This particular build has been the longest build I have tried so far, and has taken me over two months to both order and get parts, some of which where not yet available (IMR cells), plus some pending work/proijects on my own “shop”. The build was very interesting since there were several questions to consider, including what LED configuration, what reflector to use, what power source, regulated or direct drive (and the efficiency of each solution), etc.. 

Although I had all of the ideas and steps mentally in my head before I started, I don't pre-plan every single step: I would work on one part, then think how I want to do the next one, sometimes trying something and then abandoning it for something else (here you see only the steps that worked out, otherwise it would have been even more photos for the rejects!). 

For this solution, I had seen a reflector that I felt would work great, so I started by ordering a triple reflector from Deal Extreme in Asia:







Of course the reflector does not fit on the head (too wide), but it seemed to focus well with a couple of the LED's I tried, so I decided to try ordering some MC-E's to see how it could work.
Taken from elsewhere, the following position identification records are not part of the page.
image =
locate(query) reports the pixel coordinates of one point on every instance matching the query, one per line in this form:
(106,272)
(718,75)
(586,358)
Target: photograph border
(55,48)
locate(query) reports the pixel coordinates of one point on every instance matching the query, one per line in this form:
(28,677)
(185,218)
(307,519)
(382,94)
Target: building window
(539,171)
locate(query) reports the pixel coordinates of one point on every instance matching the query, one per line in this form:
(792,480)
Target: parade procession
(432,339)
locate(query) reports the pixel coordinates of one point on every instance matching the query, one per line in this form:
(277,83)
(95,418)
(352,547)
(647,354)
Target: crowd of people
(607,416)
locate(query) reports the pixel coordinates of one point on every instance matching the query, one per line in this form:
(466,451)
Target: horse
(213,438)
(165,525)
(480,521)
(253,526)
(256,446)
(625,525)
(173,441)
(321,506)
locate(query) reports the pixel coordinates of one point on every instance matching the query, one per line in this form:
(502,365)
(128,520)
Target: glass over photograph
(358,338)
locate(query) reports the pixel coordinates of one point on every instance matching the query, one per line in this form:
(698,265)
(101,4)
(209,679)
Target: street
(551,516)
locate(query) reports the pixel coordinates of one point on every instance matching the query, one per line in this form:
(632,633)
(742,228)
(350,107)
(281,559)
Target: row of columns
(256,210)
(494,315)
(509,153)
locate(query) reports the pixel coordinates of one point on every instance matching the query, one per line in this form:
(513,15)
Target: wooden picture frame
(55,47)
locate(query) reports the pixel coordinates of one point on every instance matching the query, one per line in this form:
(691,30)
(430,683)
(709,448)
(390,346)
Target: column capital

Since Javier said he wanted something really bright, I ordered "M" bin MC-E's, which of course meant waiting additional time as these came from Asia. I still had the challenge of the cells, and how to drive the MC-E's, since the AW LiIon cells have not been available for some time, and the IMR26500 cells were not quite available just yet. I though about using a single A123 cell (two can't fit length-wise in my initial idea), and I even bought an "F" size cell, but it was too wide for the body, so that was eliminated as an option. 

The challenge was that I want to deliver about 2.8-3Amps to each emiter, but I only have either 1x or 2x LiIon cells to work with. I wanted a higly efficient solution for the power source, and although I love the hipCC (and I will be building some current regulated Barbo lights using this driver in the fture), the hipCC is a buck driver maxed at 2.8A, so nothing was working out well to power the LED's at max. 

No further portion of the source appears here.